According to forecasts: Mexico’s government candidate ahead in presidential election

According to forecasts: Mexico’s government candidate ahead in presidential election

For the first time, a woman will govern Mexico. The first predictions are available after the polls closed. However, the election was overshadowed by acts of violence.

According to polls, government candidate Claudia Sheinbaum has won the presidential election in Mexico. If Sheinbaum wins the election, she would become the first female president of the most populous Spanish-speaking country. The left-wing politician was ahead according to forecasts by the business newspaper “El Financiero” and the TV station Televisa. The first official results were expected late in the evening (local time). At least two people were reportedly killed in violence outside polling stations.

Sheinbaum is a close confidante of the left-wing populist President Andrés Manuel López Obrador, who, according to the constitution, was not allowed to run again after his six-year term. Both belong to the left-wing Morena party. Sheinbaum is a trained physicist and former head of government of Mexico City.

For the first time in Mexico, two women competed for the office of head of state and government. Sheinbaum’s biggest rival was Xóchitl Gálvez, also 61 years old, who ran for the coalition of the three largest opposition parties. The male candidate Jorge Álvarez Máynez from a smaller party was given no chance. A simple majority is enough to win the election.

100 million eligible voters

It was the biggest election day in the history of Latin America’s second-largest economy with around 130 million inhabitants. Long queues formed in front of the polling stations. In total, more than 20,000 offices were up for election, including the governorships in eight of the 31 federal states and the capital district. Almost 100 million citizens were entitled to vote. The head of state will take office on October 1st.

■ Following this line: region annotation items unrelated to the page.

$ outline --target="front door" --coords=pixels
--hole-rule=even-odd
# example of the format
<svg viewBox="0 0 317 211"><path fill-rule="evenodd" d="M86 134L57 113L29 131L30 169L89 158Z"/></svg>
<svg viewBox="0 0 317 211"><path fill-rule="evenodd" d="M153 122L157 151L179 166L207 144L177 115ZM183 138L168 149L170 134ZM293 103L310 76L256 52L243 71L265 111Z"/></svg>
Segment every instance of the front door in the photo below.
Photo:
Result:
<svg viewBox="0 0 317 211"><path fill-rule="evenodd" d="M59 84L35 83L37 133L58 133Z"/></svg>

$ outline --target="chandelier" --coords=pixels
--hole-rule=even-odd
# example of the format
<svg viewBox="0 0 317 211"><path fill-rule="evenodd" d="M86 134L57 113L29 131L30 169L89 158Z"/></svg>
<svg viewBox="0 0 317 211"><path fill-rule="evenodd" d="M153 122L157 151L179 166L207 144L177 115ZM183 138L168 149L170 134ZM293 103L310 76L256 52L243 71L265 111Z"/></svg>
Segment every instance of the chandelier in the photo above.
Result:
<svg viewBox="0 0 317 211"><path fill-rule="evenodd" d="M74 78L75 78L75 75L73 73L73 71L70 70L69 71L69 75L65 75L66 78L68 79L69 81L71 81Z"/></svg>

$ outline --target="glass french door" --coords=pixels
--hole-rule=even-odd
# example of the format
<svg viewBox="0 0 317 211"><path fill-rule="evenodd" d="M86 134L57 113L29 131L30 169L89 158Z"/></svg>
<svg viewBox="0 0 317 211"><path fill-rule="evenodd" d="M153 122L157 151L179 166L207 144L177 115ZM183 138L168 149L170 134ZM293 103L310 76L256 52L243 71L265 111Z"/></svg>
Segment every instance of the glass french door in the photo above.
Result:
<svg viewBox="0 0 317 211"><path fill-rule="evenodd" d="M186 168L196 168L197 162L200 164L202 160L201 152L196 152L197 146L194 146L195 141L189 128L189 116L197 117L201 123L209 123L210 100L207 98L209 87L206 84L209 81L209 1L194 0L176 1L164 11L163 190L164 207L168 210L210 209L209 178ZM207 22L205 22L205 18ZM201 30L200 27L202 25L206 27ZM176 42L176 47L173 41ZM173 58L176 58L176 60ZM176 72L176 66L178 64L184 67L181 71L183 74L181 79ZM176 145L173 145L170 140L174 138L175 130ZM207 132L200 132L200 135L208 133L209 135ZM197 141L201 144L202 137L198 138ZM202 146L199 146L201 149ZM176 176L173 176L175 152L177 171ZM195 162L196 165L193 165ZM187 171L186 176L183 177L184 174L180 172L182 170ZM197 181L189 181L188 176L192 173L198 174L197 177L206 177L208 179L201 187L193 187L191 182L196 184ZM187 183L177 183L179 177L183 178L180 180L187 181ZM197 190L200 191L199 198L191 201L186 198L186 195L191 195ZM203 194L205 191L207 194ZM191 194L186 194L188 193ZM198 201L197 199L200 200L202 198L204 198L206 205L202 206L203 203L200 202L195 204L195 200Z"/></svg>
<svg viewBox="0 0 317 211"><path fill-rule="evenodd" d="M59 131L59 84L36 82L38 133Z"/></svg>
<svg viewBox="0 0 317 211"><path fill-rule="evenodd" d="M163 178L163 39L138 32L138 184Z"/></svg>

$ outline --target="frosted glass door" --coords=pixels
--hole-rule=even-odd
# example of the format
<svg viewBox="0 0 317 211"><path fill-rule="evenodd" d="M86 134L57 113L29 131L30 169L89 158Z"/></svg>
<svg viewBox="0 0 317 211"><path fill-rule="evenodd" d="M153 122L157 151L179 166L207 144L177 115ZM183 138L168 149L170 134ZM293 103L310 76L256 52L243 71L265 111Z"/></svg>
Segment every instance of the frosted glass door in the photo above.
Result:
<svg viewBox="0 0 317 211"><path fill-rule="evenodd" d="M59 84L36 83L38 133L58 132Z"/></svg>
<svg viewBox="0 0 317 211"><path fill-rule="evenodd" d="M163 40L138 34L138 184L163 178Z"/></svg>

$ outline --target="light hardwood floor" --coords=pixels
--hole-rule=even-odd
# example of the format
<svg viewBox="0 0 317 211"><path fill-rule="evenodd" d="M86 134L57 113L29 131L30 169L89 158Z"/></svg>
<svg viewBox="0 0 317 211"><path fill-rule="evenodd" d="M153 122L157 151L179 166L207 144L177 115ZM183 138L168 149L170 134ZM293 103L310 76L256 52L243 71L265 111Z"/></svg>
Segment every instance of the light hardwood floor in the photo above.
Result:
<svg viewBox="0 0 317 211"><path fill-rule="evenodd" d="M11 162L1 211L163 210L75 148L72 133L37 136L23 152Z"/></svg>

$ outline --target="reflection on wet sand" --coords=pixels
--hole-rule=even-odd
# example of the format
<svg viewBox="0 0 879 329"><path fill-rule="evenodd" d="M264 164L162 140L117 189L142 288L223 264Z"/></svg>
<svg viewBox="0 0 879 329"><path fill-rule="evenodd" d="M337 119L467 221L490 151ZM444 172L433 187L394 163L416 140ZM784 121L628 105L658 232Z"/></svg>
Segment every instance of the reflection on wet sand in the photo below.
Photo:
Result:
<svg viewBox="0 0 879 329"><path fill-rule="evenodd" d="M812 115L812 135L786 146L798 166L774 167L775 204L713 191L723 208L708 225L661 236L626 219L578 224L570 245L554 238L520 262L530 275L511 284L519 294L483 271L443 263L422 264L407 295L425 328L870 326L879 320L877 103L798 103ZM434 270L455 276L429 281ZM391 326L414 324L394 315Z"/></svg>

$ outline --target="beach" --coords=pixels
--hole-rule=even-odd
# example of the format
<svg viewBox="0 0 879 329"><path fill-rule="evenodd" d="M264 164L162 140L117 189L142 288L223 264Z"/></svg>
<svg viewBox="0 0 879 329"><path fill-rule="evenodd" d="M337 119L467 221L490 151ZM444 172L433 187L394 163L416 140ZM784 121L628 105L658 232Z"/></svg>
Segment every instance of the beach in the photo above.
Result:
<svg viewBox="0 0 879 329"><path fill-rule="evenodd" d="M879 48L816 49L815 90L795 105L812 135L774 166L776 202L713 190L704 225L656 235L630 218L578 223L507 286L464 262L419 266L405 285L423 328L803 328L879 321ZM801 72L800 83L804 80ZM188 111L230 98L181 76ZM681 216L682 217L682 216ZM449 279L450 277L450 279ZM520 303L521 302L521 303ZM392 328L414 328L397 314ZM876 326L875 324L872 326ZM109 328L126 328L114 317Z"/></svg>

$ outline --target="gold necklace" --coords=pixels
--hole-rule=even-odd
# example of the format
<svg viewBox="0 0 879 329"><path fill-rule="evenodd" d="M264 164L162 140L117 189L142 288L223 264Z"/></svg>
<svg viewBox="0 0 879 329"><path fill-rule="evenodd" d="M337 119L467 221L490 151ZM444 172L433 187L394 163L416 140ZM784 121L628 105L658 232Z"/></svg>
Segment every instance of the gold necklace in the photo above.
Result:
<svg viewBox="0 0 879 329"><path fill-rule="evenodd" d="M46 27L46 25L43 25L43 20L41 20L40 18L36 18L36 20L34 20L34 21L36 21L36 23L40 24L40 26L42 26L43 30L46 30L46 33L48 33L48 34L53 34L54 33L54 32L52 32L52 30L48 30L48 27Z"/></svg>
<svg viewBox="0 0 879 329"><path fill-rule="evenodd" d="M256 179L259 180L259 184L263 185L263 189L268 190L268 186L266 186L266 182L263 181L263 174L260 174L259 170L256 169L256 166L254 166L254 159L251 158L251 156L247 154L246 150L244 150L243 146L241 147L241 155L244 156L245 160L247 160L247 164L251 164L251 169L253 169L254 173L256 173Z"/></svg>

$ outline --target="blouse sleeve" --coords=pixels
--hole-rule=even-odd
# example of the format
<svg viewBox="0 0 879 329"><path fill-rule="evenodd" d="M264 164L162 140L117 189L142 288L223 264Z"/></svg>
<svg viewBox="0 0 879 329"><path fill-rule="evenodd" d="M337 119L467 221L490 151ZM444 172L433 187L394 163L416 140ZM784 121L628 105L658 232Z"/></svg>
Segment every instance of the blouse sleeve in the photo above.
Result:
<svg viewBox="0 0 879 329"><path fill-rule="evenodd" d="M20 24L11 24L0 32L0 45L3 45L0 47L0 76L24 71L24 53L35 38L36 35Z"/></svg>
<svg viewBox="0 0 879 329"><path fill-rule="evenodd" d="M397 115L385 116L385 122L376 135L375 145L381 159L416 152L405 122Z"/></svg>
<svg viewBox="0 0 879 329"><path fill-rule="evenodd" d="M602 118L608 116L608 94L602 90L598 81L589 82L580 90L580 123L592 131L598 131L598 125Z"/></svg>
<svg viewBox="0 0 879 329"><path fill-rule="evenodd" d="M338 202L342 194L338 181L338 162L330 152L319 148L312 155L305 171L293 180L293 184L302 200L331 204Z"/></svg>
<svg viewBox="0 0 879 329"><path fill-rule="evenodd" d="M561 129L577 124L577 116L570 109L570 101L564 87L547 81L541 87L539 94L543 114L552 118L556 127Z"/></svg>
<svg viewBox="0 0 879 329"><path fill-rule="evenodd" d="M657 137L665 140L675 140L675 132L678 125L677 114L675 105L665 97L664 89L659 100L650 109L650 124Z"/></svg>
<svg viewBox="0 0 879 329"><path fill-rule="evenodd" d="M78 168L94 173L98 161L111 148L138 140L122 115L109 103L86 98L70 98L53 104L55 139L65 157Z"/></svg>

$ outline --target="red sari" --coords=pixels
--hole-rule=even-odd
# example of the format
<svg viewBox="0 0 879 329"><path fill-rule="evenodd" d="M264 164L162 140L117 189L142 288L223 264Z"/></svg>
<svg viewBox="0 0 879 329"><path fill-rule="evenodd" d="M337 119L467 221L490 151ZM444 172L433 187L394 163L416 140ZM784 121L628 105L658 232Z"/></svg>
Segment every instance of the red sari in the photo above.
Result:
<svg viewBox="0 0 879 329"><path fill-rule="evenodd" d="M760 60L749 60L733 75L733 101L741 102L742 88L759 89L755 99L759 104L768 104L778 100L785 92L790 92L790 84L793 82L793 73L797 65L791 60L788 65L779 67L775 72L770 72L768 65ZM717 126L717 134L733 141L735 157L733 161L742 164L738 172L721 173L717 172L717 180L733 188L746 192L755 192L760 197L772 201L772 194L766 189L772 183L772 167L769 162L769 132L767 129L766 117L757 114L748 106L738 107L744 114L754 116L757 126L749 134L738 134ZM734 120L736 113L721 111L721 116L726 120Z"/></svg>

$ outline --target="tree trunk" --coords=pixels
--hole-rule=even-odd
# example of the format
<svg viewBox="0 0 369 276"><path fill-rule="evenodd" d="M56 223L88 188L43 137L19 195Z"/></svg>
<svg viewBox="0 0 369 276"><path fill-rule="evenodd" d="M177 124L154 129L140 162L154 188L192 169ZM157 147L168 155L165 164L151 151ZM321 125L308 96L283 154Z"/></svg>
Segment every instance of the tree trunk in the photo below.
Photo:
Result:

Violence in front of polling stations

Media reported violence outside some polling stations. In the central states of Puebla and México, as well as in a suburb of the northeastern city of Monterrey, there was one incident each in which shots were fired, according to local media reports – and at least one death in each case.

In Puebla, according to the state electoral authority, IEE, a polling station in the municipality of Tlapanalá was unable to open because ballot papers were stolen. Voting in the town of Coyomeapan was also suspended due to violence.

In the cities of Chicomuselo and Pantelhó in the southern state of Chiapas, elections were completely suspended due to violence by drug cartels in the region. The election campaign was also overshadowed by violence. Dozens of candidates were killed. Criminal groups fighting for influence in certain regions are generally suspected to be behind the attacks.